Here is the etymology the Oxford English Dictionary provides for the word genius, imported to English straight from the Latin: “male spirit of a family, existing in the head of the family and subsequently in the divine or spiritual part of each individual, personification of a person’s natural appetites, spirit or personality of an emperor regarded as an object of worship, spirit of a place, spirit of a corporation, (in literature) talent, inspiration, person endowed with talent, also demon or spiritual being in general.”
There’s more, but there’s already so much: genius, by definition a male condition. Genius, a male condition that inflects its maleness on the individual soul. Genius, an object of worship. Genius, perhaps slightly demonic. The derivation isn’t surprising on its own (no one would mistake a typical Roman for a feminist). What is striking, though, is that, millennia later, the biases of the language remain with us, tugging at the edges. Genius itself, the way we typically conceive of it, remains infused with the male gaze, or perhaps more aptly, the male haze: It is gendered by implication. It is a designation reserved, almost exclusively, for men. Guess who the first season of that new show Genius is about? I’ll give you a hint: The first name of the genius in question is Albert. The subject of the show’s second season? Pablo.
These dynamics are unavoidably at play when Mary Karr, the famous and celebrated writer, reminds the world of Wallace’s behavior toward her—reminds the world, indeed, that it needed the reminding in the first place. The horror stories had simply been subsumed into the broader story (the “greater good”) of Wallace’s personal genius: as evidence of his uncontainable passion, of the singular depth of his wanting. He wore his trademark bandana, he once said, not only to keep perspiration at bay, but also because “I’m just kind of worried my head’s gonna explode”; there is a certain romance to the admission. And Wallace has often, indeed, particularly in the popular press, been treated as a rom-comic hero: besotted, helpless, desperate. (Wallace once suggested that the writing of Infinite Jest was a grand gesture meant to impress Karr: “a means to her end (as it were),” he wrote in the margin of a book, seeming to have intended the sexual pun.) There Wallace was, then, raising the boombox. There he was, dropping the cards. There he was, refusing to take no for an answer.
One time, Karr recalled, Wallace arrived at a pool party she was attending with her family with bandages on his left shoulder. She thought perhaps he had been cutting himself; it turned out that the wounds being hidden had come from a tattoo Wallace had gotten: her name, and a heart.

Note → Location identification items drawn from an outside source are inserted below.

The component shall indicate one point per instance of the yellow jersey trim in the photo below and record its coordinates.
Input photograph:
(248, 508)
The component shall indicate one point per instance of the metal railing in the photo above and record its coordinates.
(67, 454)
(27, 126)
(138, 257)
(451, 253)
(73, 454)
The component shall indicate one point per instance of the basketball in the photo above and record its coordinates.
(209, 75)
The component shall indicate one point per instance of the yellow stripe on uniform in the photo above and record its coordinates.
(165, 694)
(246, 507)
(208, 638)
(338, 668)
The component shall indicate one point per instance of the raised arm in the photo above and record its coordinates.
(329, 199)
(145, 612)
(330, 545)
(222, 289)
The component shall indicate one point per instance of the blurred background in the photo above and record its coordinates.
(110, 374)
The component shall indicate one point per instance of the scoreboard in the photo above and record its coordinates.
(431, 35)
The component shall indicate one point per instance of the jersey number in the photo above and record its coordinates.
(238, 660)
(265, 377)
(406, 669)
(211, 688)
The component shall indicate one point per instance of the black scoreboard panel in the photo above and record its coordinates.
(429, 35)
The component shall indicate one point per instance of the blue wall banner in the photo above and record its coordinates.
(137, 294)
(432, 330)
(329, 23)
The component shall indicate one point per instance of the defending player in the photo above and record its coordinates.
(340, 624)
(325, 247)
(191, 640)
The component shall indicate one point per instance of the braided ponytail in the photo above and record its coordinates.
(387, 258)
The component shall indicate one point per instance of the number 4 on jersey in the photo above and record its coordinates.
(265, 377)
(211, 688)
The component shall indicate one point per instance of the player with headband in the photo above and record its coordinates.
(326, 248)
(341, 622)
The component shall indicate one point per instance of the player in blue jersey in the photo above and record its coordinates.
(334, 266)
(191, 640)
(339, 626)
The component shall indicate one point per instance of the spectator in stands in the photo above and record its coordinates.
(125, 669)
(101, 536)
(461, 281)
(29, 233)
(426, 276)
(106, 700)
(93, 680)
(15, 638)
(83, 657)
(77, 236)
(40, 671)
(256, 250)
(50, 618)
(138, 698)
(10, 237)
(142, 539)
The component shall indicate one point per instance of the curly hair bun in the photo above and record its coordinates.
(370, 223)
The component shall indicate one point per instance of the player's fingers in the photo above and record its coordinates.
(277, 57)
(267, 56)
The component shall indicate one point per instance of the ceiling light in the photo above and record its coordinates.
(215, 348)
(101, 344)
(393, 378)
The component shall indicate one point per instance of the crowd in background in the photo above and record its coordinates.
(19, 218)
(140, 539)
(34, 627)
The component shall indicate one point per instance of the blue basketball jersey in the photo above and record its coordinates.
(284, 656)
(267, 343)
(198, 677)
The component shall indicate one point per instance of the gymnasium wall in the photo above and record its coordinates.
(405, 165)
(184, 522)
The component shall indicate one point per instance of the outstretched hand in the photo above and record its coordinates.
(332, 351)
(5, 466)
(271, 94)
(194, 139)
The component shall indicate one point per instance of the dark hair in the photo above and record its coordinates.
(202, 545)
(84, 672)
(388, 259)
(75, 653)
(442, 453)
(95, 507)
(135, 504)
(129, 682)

“Wallace did not hear subtle variations in no,” Max notes in an excerpt of Every Love Story Is a Ghost Story; “he knew only one way to seduce: overwhelm. He would show up at Karr’s family home to shovel her driveway after a snowfall, or come unannounced to her recovery meetings. Karr called the head of the halfway house and asked her to let Wallace know his attentions were not welcome. Wallace besieged her with notes anyway.”